A blog is a species of interactive electronic diary by means of which the unpublishable, untrammeled by editors or the rules of grammar, can communicate their thoughts via the web. (Though it sounds like something you would find stuck in a drain, the ugly neologism blog is a contraction of “web log.”) Until recently, I had not spent much time thinking about blogs or Blog People. …
In the eyes of bloggers, my sin lay in suggesting that Google is OK at giving access to random bits of information but would be terrible at giving access to the recorded knowledge that is the substance of scholarly books. I went further and came up with the unoriginal idea that the thing to do with a scholarly book is to read it, preferably not on a screen. It turns out that the Blog People (or their subclass who are interested in computers and the glorification of information) have a fanatical belief in the transforming power of digitization and a consequent horror of, and contempt for, heretics who do not share that belief.
How could I possibly be against access to the world’s knowledge? Of course, like most sane people, I am not against it and, after more than 40 years of working in libraries, am rather for it. I have spent a lot of my long professional life working on aspects of the noble aim of Universal Bibliographic Control—a mechanism by which all the world’s recorded knowledge would be known, and available, to the people of the world. My sin against bloggery is that I do not believe this particular project will give us anything that comes anywhere near access to the world’s knowledge.
It is obvious that the Blog People read what they want to read rather than what is in front of them and judge me to be wrong on the basis of what they think rather than what I actually wrote. Given the quality of the writing in the blogs I have seen, I doubt that many of the Blog People are in the habit of sustained reading of complex texts. It is entirely possible that their intellectual needs are met by an accumulation of random facts and paragraphs. In that case, their rejection of my view is quite understandable.
To claim that one lifestyle is superior is hypocritical, egotistical, and superficial.

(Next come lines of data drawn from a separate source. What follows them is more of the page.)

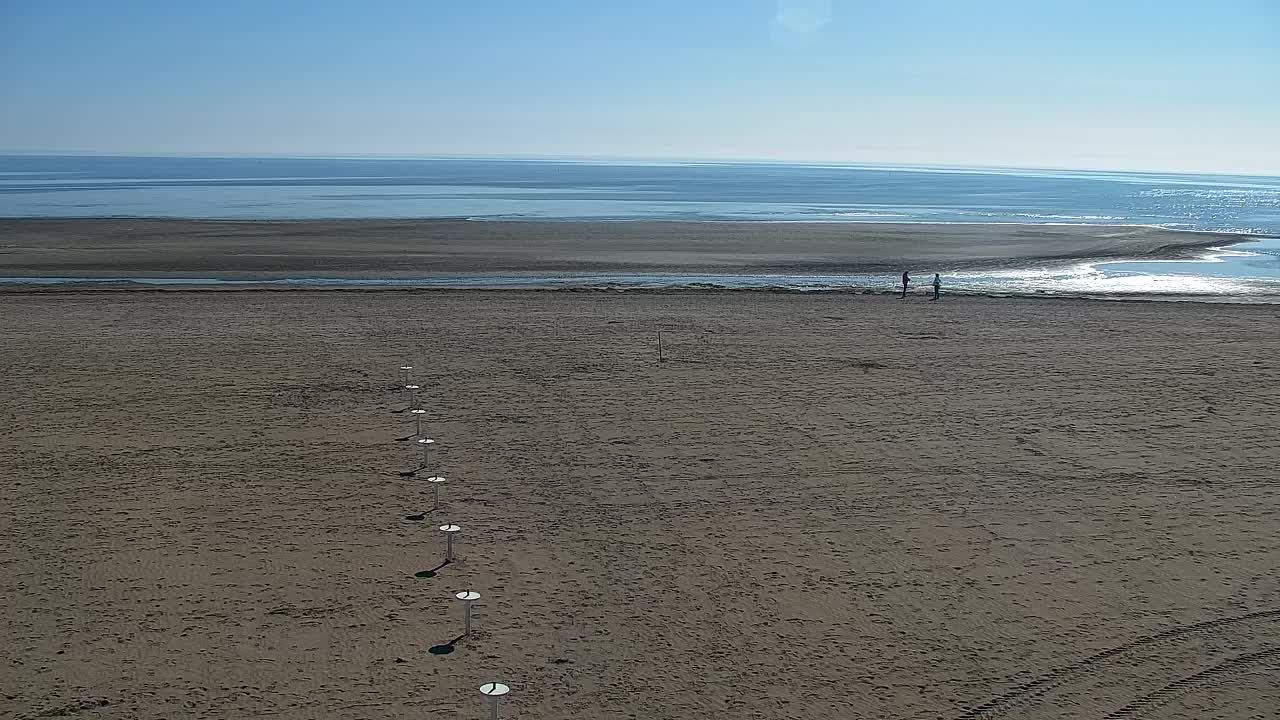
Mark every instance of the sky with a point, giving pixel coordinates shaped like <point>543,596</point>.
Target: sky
<point>1132,85</point>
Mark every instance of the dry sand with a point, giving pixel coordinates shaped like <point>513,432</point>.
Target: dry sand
<point>821,506</point>
<point>101,247</point>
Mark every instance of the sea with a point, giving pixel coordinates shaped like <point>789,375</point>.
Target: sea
<point>485,190</point>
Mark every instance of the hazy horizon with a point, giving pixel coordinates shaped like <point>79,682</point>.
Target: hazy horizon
<point>1178,86</point>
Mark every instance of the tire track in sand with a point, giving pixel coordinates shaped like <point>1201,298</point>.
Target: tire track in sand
<point>1004,702</point>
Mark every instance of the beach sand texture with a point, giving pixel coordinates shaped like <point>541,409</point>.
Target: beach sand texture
<point>819,506</point>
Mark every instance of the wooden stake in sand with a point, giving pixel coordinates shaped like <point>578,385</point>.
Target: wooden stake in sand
<point>425,443</point>
<point>493,691</point>
<point>467,597</point>
<point>435,490</point>
<point>449,531</point>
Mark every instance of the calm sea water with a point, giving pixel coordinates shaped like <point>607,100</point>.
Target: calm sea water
<point>297,188</point>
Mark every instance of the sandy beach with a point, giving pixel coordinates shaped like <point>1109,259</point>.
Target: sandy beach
<point>818,506</point>
<point>400,249</point>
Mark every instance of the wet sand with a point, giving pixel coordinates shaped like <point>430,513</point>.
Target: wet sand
<point>818,506</point>
<point>406,249</point>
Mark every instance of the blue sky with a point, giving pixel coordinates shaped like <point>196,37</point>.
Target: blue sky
<point>1176,85</point>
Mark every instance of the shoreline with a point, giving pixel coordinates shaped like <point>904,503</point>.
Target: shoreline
<point>90,288</point>
<point>1006,488</point>
<point>370,249</point>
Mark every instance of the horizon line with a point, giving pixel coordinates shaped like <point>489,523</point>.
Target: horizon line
<point>611,159</point>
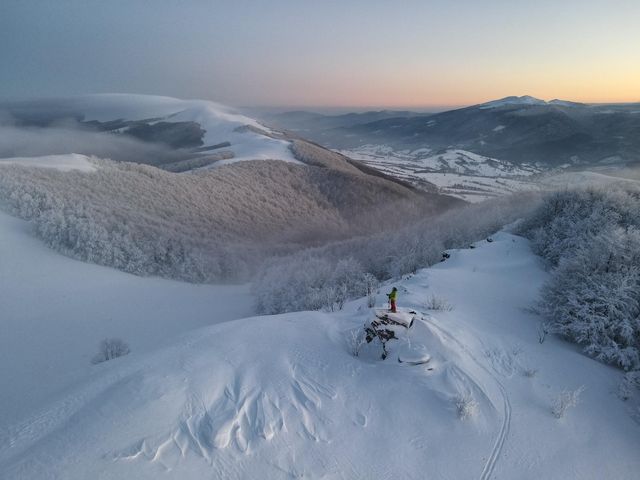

That is a nonsensical statement, and exemplary of the sort of moral relativism that is prevalent among many people today. Of course some lifestyles are superior to others: how could you possibly claim that the “lifestyle” of someone like Mother Teresa was not superior that of Hermann Goering? It doesn’t make a bit of sense, unless you’re willing to assert that morality is irrelevant to quality, which makes this argument even more silly.
If we apply the generalization to the librarian’s statements, it begins to make more sense, however. Apart from that, he makes it seem as though they’re “inferior” for not having read “complex texts”. Inferior in education, perhaps, but in the grand scheme of things education is a good indicator of a person’s worth as a librarian, physicist, or dinner guest, but not a great indicator of a person’s intrinsic qualities. This Librarian is behaving as many academics do when faced with “competition from the great unwashed:” with disdain and snobbery.
That being said, I think that the blogosphere is a good and vital part of the datasphere as a whole, and I’m glad it’s there, if for no other reason than it serves as an audit for the fourth estate: if enough people cry “bullshit!” simultaneously, they’ll eventually be heard.
And this guy, responding to that guy:
This schmuck’s argument that “You have to like the things I like in order to be intelligent” is absurd on its face. He comes off as a prototype elitist douchebag.
Ahh, I love the internet. And they wonder why no one reads newspapers anymore.